Leverenz went on to speak about the learning opportunities provided by the World Youth experience.
“I really had a chance to learn how international meets are run,” Leverenz said. “I had gone to Melbourne with the National Junior Team before, but that meet only had a few countries. World Youth was definitely run differently with so many countries there. I learned what it was like to be around so many different people.”
Just like pretty much every other elite-level swimmer, Leverenz found her way to the sport due to a thoughtful parent. Jeannine, Caitlin’s mother, put her brother Derek and Caitlin on a summer league team shortly after Caitlin turned seven. Initially, Caitlin swam on the team just to get some exercise, but really found a love for the sport at the time. She started swimming year round when she turned eight. The complete commitment of her mother is not overlooked by Caitlin, when asked who has impacted her the most.
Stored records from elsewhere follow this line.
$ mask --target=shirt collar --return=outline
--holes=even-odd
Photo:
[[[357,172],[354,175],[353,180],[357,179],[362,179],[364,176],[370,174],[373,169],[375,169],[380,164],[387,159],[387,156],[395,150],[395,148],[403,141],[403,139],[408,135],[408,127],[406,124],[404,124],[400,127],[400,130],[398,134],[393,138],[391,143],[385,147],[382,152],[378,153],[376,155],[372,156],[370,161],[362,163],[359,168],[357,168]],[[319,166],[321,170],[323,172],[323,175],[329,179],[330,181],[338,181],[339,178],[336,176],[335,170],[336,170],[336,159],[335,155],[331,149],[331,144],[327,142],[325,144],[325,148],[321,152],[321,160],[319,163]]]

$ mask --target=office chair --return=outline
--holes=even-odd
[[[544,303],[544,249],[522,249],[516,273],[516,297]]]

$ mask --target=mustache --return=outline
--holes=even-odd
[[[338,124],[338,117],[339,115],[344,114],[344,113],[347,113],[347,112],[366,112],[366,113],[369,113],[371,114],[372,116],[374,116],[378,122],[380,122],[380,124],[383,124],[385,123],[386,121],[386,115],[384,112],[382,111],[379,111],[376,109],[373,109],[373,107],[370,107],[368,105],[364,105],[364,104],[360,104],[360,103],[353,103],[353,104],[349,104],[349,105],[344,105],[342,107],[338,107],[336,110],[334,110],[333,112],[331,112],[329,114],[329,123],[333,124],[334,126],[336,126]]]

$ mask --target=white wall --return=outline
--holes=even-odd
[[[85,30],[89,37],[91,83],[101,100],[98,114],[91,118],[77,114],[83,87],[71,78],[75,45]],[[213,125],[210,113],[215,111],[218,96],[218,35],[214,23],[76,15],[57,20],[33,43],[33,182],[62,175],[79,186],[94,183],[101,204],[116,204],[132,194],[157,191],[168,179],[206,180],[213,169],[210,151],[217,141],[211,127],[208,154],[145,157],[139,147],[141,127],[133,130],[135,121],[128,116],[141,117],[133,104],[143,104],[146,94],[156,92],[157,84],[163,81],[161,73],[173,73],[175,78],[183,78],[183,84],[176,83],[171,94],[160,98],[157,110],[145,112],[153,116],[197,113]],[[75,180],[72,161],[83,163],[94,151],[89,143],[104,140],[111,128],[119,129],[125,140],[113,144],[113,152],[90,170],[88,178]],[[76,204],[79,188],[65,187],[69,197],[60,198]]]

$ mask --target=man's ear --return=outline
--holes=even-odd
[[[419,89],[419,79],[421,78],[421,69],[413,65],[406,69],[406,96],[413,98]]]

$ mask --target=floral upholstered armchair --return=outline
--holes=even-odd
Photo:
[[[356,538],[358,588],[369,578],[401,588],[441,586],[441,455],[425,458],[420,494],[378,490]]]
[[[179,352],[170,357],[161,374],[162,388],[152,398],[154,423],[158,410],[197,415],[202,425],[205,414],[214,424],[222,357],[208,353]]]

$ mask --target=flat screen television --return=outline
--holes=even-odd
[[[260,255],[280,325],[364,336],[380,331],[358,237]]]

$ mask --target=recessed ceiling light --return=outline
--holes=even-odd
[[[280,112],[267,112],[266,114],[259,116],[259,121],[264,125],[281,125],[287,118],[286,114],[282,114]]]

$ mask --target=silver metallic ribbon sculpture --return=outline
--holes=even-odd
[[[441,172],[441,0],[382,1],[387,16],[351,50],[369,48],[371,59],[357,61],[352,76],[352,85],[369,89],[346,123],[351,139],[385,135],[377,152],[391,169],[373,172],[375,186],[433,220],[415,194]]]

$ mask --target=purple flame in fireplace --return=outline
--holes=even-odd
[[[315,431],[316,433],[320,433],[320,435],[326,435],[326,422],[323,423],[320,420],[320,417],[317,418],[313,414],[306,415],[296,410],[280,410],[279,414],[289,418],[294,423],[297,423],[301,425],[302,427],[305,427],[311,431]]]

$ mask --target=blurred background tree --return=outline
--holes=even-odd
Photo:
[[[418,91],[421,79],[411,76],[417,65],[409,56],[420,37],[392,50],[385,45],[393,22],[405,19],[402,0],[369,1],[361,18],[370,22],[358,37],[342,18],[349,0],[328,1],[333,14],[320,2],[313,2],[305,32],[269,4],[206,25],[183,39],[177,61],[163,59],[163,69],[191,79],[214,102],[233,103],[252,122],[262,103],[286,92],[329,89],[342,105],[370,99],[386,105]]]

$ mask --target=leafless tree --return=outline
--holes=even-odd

“My mom and I have a real close relationship,” Leverenz said. “I will tell her everything. She really helps me through the hard times, by going above and beyond to help me do what I love to do.”
Leverenz also credits her coach, Franz Resseguie of the El Dorado Aquatic Club, for her personal development.
“My coach is always there for me,” Leverenz said. “He can always sense when I am having a hard time, and says that when that is happening that I can always talk to him about it. He is very open to talk to, and is very good in knowing where I am in my training and where I need to be. He has provided a lot of help for me, and I am glad that I have him as my coach.”
Other people that have had an impact on Leverenz’s progression as a swimmer include world-class breaststrokers Tara Kirk and Megan Jendrick.
“I used to have people I idolize, and it was weird seeing them in meets,” Leverenz said when asked who she looked up to in the sport of swimming. “Right now, I really look up to Tara Kirk and Megan Jendrick. The fact I get to know them is even better and even cooler.”
While Leverenz may be on the cusp of some great things in the breaststroke world, she still goes through the same trials and tribulations of every other competitive swimmer.
“If you love swimming, stick with it,” Leverenz said when we solicited her advice to other swimmers. “(Swimming) can be really hard, and it can be exhausting. It is hard to wake up early in the mornings, and hard to work your butt off every time you go. But, if you love it, it is worth working for every day.”
Leverenz also spoke to SwimmingWorldMagazine.com about her favorite sets and drills.
“I specifically like the I.M. sets, because I am an IMer,” Leverenz said. “However, I like changing it up a bit, and pretty much enjoy whatever my coaches put up on the board. As for my favorite drills, I like doing drills for breaststroke, because that it my main event. My coach and I work on timing drills a lot for breaststroke.”